La marea haitiana
SANTO DOMINGO, RD.- Octubre 12- Como en el país no tenemos una regla clara o legislación para manejar, dentro de estos parámetros , el creciente e incontrolable flujo de haitianos, se nos ha creado aquí una situación problemática que se hace cada vez más difícil de resolver.
No hay nación que escape al fenómeno de la emigración de ciudadanos de otros países, tanto si se trata de profesionales como de infelices indigentes.
La nuestra lo conoce en dos direcciones: el de los dominicanos que se aventuran al mar o se confían en distintas estrategias engañosas para entrar ilegalmente a otros países, y el de los haitianos que penetran pacíficamente y que han formado una comunidad de más de un millón de personas en nuestro suelo.
La explotación, como fuerza laboral, y la discriminación, en sus aspectos humanos y legales, constituyen las caras desagrables y dolorosas de este fenómeno.

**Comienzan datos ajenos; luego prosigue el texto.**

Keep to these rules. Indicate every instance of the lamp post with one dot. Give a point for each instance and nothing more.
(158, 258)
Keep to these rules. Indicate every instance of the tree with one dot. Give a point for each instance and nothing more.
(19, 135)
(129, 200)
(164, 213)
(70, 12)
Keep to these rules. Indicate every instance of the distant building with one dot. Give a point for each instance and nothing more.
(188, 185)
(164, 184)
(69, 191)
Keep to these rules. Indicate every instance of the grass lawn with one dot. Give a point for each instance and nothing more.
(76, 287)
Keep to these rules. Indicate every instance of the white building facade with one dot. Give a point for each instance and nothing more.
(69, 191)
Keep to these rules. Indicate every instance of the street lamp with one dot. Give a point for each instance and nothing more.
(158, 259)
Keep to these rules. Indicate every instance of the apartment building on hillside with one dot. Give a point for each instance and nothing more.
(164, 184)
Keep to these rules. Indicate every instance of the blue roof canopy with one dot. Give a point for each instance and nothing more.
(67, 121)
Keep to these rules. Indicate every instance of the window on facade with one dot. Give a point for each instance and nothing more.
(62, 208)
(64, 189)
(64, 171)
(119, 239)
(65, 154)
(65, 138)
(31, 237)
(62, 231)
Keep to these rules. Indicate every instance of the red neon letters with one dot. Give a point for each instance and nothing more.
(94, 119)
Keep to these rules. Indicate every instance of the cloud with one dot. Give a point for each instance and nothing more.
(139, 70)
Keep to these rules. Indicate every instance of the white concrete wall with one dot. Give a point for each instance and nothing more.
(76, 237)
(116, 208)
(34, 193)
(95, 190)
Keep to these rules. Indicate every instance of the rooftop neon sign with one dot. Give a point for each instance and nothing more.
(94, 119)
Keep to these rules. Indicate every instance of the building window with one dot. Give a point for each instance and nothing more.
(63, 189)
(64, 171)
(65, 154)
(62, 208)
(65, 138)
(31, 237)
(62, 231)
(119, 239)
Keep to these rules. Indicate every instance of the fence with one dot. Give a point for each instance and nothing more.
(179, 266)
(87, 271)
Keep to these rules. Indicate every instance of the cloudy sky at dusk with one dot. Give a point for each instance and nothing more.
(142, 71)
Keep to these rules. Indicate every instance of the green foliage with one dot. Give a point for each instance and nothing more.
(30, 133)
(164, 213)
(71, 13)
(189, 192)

No es fácil enfrentarlo, resolverlo o manejarlo de la manera que sería ideal, es decir, reconociendo y respetando la dignidad de esos ciudadanos que se ven empujados a buscar en otros países las oportunidades que no tienen —o creen no tener— en el propio.
Como en el país no tenemos una regla clara o legislación para encarar, dentro de estos parámetros, el creciente e incontrolable flujo de haitianos, se nos ha creado aquí una situación problemática que se hace cada vez más difícil de resolver.
La magnitud que va asumiendo el problema ha llamado la atención del obispo de la Diócesis Mao-Monte Cristi, monseñor Tomás Abréu, quien a su vez nos alerta sobre el sesgo xenofóbico que perturba las relaciones, antes normales y pacíficas, entre haitianos y dominicanos en la frontera.
En su propio territorio pastoral se han producido ya ataques y agresiones mutuas entre los ciudadanos de los dos países, y las cosas han llegado al extremo —dice monseñor Abréu— de que “la gente quiere tomarse la justicia por su propia mano”.
Además de esta predisposición tan peligrosísima, el obispo percibe que una buena parte de los emigrantes haitianos no son personas que vienen a trabajar y ganar dinero, sino a delinquir, a robar reses, motores, frutos agrícolas y otros bienes.
Como hay mucha hambre, violencia y falta de autoridad en Haití, la desesperación se refleja en muchos de ellos. Pero resulta que aquí, en las regiones empobrecidas, se incuban también miseria, pobreza y desaliento.
Se crean, entonces, espacios en los que la regla de sobrevivir, alimentarse y producir, conduce a una desesperada lucha entre los de allá y los de aquí, en los que forzosamente aflora un antagonismo a muerte.
Hay que hacerle caso a esta patética realidad que presagia conflictos. Hay que asumir, como dijera monseñor, con seriedad y responsabilidad la tarea de definir rápidamente las reglas claras para admitir el ingreso temporal o permanente de los haitianos, antes de que el país se vea arropado por una marea humana, hambrienta y desesperada, a la cual no podrá alimentar, vestir ni emplear, y mucho menos desalojar de nuestro territorio.